This week there are two things weighing on me, and I haven’t been able to settle on one for a column. When you write on a computer you don’t throw crumpled up pieces of paper on the floor, but that’s the kind of week it’s been.
Ten years ago, after Rick’s kidneys failed, he had several surgeries within a few months. He complained of brain fog, and we were told that surgery – anesthesia, especially – can do that to a person.
I’ve been thinking about his experience, because I’ve had lingering brain fog since my surgery and especially during and after taking pain pills following the surgery. I have found it hard to think. I have had these two things on my mind and couldn’t decide which to use as a subject. Finally wrote about both.
First, my friend LeAnna Lyons died on the sixth of September. I had four days to feel my feelings about her passing, and then I had to go have surgery. During those four days I ended up putting my face in my hands when a wave of grief hit me. Her death seemed to come so out of the blue.
Then I had to have surgery, and after surgery I was on those stupid pills for pain. I could not think or feel much of anything for more than a week. Now the pills have worn off, and I have started feeling those waves of grief again. My funny, bright, talented friend is gone.
LeAnna was mysteriously sick for a few months, cancer was confirmed a week before she died, and then blink, she was gone.
I should know better at my age than to say, “That’s not fair!” but it stinks, and it is so not fair. She had so many good years ahead of her, and she was robbed, and so was her husband Harry, and so were her sisters and so was I and so were all her friends and relatives, everyone who loved her, and there are a lot of us. Now we notice all the times and places she isn’t there anymore, and we miss her. We will always miss her.
So, LeAnna’s untimely passing is on my heart and my mind, and it will continue to be for a long time.
I am tired of writing about people having cancer, and people dying of cancer, and my own experience with cancer.
The second thing on my mind is Greta Thunberg’s speech at the UN. I was so inspired by that small young person. I mean, damn, girl, what you said. What willingness to speak truth to power. What cojones. It’s too late, the house IS on fire. Wake up!
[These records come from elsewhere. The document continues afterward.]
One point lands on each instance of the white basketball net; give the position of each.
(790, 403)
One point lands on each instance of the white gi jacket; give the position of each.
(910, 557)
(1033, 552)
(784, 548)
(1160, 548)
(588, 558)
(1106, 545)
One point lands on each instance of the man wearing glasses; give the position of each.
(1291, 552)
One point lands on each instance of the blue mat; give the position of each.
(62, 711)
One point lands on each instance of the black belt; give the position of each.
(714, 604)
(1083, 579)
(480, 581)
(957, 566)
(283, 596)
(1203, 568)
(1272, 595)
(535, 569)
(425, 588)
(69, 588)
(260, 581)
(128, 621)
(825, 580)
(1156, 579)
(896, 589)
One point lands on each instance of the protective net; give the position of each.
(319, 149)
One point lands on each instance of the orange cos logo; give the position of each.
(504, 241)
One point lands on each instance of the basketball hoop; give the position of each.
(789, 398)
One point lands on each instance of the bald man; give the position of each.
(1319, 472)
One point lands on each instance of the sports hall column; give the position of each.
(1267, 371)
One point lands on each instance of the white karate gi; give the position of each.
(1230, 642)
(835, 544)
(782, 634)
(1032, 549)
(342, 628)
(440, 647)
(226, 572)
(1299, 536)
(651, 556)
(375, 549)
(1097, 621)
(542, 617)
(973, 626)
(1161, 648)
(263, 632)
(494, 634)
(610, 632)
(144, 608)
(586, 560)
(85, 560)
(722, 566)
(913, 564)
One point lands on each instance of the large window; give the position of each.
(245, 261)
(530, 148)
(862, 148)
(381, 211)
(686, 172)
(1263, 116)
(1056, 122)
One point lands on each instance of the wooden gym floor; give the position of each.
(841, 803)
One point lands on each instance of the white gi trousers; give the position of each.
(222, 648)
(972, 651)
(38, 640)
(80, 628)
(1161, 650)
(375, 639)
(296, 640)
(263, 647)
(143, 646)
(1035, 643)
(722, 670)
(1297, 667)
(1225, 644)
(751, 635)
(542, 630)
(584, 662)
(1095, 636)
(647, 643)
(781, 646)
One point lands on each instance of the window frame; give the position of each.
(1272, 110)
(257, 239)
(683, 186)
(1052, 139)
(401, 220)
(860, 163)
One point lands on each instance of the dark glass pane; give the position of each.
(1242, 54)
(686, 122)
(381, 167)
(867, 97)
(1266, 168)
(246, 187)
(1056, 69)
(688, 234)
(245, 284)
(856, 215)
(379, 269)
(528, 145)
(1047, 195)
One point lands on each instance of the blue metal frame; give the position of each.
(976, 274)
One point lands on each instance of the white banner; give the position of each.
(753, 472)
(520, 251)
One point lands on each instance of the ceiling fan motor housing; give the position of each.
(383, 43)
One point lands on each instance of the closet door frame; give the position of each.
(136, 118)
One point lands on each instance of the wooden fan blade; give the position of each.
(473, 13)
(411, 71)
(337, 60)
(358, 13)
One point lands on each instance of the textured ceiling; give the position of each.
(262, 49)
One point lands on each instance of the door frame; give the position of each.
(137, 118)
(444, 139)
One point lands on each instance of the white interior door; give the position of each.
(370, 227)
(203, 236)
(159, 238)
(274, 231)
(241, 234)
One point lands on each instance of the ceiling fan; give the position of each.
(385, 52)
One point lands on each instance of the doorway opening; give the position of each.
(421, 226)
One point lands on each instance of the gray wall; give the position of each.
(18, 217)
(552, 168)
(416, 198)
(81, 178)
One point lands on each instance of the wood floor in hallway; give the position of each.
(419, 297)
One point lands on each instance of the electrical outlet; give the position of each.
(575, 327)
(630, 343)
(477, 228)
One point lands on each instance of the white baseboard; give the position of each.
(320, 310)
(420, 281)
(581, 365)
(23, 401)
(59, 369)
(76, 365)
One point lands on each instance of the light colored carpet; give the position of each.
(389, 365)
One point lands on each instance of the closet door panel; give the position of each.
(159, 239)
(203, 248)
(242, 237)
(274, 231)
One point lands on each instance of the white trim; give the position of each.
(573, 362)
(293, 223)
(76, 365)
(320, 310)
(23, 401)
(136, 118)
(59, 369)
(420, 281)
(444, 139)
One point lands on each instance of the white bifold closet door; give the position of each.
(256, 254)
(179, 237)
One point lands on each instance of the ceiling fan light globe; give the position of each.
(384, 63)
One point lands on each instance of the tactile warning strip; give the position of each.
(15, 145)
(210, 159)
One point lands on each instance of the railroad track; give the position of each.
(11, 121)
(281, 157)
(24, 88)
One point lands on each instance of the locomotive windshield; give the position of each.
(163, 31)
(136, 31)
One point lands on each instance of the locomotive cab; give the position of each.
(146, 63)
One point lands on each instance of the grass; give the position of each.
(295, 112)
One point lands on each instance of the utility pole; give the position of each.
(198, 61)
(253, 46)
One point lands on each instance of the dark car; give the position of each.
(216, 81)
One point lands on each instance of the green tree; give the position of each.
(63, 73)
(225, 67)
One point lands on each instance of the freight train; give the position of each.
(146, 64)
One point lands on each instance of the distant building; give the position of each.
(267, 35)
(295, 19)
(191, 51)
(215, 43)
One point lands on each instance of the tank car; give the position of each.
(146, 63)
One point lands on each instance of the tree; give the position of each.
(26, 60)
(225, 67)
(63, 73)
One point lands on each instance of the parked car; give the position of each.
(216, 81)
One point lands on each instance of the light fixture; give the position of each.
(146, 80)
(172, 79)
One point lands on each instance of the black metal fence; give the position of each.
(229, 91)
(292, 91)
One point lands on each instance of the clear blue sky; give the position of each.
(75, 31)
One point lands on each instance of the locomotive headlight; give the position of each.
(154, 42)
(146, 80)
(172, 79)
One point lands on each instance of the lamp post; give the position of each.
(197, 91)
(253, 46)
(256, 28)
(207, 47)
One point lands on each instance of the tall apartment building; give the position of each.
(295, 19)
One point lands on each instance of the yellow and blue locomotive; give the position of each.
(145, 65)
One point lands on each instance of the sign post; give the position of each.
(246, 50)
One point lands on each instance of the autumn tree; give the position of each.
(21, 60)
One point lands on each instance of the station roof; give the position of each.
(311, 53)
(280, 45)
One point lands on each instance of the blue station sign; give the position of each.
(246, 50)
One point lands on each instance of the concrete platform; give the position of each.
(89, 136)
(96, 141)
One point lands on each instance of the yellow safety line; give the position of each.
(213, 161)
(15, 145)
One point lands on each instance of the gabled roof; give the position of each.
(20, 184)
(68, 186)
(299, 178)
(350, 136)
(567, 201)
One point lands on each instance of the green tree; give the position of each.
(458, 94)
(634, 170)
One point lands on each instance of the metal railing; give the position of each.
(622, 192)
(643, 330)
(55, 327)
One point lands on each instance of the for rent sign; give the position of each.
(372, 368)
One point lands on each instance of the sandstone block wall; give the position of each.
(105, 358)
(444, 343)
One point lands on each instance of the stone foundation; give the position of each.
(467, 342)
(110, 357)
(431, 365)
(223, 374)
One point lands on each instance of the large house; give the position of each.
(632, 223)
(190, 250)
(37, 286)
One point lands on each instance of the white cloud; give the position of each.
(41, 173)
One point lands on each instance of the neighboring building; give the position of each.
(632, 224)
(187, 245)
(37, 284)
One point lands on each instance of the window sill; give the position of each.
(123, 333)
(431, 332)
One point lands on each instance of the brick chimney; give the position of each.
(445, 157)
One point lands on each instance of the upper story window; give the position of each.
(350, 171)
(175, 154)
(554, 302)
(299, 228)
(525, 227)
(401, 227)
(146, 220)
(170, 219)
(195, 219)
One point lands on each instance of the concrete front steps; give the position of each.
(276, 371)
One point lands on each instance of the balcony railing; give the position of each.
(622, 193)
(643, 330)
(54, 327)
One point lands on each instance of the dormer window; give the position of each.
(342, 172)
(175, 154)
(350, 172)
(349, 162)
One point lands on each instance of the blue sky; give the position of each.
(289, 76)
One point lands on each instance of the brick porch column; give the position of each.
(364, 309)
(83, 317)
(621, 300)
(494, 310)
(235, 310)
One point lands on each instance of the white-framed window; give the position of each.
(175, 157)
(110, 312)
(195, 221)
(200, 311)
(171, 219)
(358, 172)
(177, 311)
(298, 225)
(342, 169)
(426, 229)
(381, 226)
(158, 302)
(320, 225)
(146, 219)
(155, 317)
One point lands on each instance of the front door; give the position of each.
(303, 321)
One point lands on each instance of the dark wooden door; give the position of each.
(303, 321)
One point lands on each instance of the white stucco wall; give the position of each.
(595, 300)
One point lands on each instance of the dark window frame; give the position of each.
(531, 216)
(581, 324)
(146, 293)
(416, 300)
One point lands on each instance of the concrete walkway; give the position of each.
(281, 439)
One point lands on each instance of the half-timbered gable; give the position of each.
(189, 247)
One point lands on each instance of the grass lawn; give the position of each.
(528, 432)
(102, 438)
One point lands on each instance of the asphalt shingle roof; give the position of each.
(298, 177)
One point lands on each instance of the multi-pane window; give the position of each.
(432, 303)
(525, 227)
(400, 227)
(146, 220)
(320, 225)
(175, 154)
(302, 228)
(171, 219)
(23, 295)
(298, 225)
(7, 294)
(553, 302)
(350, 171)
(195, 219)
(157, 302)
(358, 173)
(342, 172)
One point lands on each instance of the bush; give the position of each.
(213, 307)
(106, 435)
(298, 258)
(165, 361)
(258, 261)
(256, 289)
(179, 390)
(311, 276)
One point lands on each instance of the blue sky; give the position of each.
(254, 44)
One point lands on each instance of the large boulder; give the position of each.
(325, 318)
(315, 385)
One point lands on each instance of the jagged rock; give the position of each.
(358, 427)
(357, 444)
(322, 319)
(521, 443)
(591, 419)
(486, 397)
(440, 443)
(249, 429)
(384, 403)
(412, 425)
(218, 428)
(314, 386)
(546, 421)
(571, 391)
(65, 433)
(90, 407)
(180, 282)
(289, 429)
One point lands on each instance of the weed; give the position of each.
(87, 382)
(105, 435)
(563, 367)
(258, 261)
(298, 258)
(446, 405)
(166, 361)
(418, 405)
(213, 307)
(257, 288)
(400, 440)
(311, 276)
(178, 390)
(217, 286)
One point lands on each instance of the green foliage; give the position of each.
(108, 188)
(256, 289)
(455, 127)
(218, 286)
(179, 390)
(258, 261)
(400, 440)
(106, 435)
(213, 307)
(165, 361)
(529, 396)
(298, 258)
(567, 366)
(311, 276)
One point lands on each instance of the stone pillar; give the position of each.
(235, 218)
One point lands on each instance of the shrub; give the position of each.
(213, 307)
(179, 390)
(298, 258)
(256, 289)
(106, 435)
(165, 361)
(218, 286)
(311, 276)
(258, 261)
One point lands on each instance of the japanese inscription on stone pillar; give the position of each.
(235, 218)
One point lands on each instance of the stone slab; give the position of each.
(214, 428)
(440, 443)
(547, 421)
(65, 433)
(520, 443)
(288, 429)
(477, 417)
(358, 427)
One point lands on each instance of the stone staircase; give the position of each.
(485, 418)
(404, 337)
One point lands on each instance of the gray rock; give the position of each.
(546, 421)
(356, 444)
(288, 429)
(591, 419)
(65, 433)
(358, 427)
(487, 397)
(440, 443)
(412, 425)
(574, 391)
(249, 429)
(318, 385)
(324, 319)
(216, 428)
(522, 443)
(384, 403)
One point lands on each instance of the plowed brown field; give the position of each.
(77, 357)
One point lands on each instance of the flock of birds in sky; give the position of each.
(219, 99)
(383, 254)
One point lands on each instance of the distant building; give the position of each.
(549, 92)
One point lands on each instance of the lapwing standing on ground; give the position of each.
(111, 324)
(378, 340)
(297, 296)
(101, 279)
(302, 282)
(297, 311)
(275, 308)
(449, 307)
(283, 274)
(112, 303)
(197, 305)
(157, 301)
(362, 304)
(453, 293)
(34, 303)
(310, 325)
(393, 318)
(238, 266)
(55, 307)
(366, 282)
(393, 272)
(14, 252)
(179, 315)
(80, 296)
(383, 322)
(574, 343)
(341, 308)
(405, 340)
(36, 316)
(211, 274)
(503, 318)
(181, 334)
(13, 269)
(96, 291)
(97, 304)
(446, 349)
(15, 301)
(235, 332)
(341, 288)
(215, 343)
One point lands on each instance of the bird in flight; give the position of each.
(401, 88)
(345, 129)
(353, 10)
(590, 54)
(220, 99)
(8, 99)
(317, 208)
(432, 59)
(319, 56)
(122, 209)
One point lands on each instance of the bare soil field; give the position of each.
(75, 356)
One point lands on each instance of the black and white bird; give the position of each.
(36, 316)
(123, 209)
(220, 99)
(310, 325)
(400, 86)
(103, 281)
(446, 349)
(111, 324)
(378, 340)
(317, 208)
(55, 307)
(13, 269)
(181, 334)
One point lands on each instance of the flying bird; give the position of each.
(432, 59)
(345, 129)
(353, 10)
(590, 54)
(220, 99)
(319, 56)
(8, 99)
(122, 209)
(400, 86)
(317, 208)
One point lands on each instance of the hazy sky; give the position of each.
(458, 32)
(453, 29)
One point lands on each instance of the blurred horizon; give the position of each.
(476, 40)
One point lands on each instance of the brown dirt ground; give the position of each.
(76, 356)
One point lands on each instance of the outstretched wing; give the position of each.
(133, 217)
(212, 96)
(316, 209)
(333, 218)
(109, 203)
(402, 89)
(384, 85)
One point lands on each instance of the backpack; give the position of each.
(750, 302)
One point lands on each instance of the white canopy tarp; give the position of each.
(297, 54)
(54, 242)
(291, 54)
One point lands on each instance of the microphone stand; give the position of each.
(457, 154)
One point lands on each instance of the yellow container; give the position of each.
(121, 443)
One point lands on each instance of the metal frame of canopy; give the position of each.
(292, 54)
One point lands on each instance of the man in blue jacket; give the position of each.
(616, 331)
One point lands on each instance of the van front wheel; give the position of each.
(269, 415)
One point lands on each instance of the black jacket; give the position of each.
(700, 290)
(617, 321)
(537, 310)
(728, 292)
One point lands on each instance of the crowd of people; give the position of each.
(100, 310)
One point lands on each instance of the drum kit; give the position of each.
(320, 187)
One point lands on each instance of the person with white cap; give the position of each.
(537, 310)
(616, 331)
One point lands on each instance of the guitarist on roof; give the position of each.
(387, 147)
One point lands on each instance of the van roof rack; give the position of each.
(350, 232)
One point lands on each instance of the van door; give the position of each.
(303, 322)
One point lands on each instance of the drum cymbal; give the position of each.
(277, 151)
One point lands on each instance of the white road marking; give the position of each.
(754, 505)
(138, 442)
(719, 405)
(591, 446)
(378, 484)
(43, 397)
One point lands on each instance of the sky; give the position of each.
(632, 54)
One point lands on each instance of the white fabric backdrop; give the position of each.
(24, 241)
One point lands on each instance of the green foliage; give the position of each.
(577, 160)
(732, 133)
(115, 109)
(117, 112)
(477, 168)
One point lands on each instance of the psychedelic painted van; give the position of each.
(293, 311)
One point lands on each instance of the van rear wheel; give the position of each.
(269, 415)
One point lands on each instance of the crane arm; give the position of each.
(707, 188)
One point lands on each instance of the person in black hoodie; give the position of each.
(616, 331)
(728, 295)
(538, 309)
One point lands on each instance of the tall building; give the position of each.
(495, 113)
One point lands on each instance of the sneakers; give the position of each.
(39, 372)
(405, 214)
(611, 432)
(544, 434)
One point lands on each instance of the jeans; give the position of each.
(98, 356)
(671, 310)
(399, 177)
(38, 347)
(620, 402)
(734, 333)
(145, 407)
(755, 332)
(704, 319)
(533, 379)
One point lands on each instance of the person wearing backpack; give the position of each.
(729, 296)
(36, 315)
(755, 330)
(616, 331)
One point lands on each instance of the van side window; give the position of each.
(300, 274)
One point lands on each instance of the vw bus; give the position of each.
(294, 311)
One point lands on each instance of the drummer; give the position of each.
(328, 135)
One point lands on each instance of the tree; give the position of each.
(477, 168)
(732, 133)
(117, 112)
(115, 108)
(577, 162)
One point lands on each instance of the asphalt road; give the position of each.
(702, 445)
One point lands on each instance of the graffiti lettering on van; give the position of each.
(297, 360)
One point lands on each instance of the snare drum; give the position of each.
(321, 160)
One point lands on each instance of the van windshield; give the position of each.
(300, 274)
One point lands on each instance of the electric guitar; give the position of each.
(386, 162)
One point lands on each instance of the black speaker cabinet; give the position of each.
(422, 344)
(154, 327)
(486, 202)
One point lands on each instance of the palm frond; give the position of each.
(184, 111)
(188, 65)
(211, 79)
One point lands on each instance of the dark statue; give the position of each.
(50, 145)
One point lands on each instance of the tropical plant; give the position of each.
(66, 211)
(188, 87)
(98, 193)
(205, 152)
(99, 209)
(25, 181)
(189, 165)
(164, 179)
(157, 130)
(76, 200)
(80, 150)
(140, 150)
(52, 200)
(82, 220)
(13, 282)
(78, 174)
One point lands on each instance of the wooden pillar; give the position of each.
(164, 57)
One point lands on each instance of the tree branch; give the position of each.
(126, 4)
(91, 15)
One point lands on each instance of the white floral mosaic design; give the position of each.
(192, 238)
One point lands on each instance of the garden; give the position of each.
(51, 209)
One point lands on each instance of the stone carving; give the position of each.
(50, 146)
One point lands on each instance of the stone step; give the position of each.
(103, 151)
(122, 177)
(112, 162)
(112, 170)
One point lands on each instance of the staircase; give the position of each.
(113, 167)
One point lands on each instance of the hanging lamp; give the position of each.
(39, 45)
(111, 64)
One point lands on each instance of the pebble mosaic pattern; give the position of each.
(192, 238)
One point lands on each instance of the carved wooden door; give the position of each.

Ms. Thunberg and all the people young and old around the world who are fighting to slow down climate change and turn it around gave me a feeling of hope which I have not felt for a long time. I have felt swamped by the dreary, banal evil that seems to have taken us over the last few years.
Greta Thunberg is not the only young climate change activist, but for the moment she is the most visible. After her speech the right-wing climate change deniers were all over her, vilifying her, calling her a Nazi and comparing her to Hitler, going so far as to dub in a Hitler rant as a soundtrack over video of her speaking.
Hitler again! I ask you. I wonder if Hitler’s ghost ever wants to come back and yell at us, “Stop calling people with whom you don’t agree Hitler! Study your history you morons! I engulfed all of Europe in war and was responsible for the terror, torture, slaughter, starvation, and suffering of millions! I wasn’t someone whom some people didn’t like because of my skin color or my refusal to ignore science. I was one of history’s worst human beings gone wrong. Stop diluting my evil by flinging my name around!”
He might say something like that.
So, those are the two main things swirling around my mind these days, the loss of my friend LeAnna, and the feeling of hope that humanity may save its own butt yet, despite all the heads that are up that butt.
I wish my children and my grandchild could live in good health and enjoy the beauties of the earth and nature. I wish this for everyone, for every creature.
Even slugs, whom I have learned recently have a hand in propagating moss. Nice to find out after all these years of believing slugs were godless creatures with no purpose that I was wrong.
Rest in peace, LeAnna. Go get ‘em, climate protesters.